De geldboete die wordt opgelegd met toepassing van het eerste lid, 2°, wordt vermenigvuldigd met het aantal werknemers die buurtwerken of -diensten uitvoeren en die niet zijn aangeworven voor de uitvoering van die buurt- werken of -diensten. De vermenigvuldigde geldboete mag evenwel niet meer dan het honderdvoud van de maximumgeldboete bedragen.
De geldboete die wordt opgelegd met toepassing van het eerste lid, 10°, wordt vermenigvuldigd met het aantal gebruikers en werknemers die door de werkgever, zijn lasthebbers of aangestelden worden vertegenwoordigd. De vermenigvuldigde geldboete mag evenwel niet meer dan het honderdvoud van de maximumgeldboete bedragen.".
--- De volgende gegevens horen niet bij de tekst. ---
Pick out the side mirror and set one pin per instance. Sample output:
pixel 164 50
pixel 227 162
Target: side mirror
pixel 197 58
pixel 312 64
Art. 17. In dezelfde wet, het laatst gewijzigd bij het decreet van 10 december 2021, wordt een artikel 10quinquies/1 ingevoegd, dat luidt als volgt:
"Art. 10quinquies/1. Met behoud van de toepassing van artikel 269 tot en met 274 van het Strafwetboek worden gestraft met een gevangenisstraf van zes maanden tot drie jaar en een strafrechtelijke geldboete van 300 tot 3000 euro, of met een van die straffen alleen:
-
de werkgever, zijn lasthebbers of aangestelden die buurtwerken of -diensten leveren zonder te beschikken over een voorafgaande regelmatige erkenning of die niet meer voldoen aan de erkenningsvoorwaarden;
-
de werkgever, zijn lasthebbers of aangestelden die een andere activiteit uitvoeren dan de activiteiten waarvoor een erkenning is verleend op grond van deze wet, en die niet over een sui-generisafdeling beschikken die zich specifiek bezighoudt met de tewerkstelling in het kader van het stelsel van dienstencheques als vermeld in artikel 2, § 2, eerste lid, a, van deze wet;
-
de werkgever, zijn lasthebbers of aangestelden die werken of diensten die worden gefinancierd met dienstencheques, in onderaanneming laten uitvoeren door een andere onderneming of instelling;
-
de werkgever, zijn lasthebbers of aangestelden die in het kader van de buurtwerken of -diensten activiteiten uitvoeren die niet zijn toegelaten in de beslissing tot erkenning;
-
de werkgever, zijn lasthebbers of aangestelden die dienstencheques aannemen om activiteiten te betalen die geen buurtwerken of -diensten zijn;
-
de werkgever, zijn lasthebbers of aangestelden die meer dienstencheques voor betaling aanvaarden en overzenden aan het uitgiftebedrijf voor verrichte prestaties van buurtwerken of -diensten in een bepaald kwartaal dan het aantal arbeidsuren dat bij de RSZ is aangegeven voor verrichte prestaties van buurtwerken of -diensten dat voor datzelfde kwartaal is gepresteerd door werknemers met een arbeidsovereenkomst dienstencheques.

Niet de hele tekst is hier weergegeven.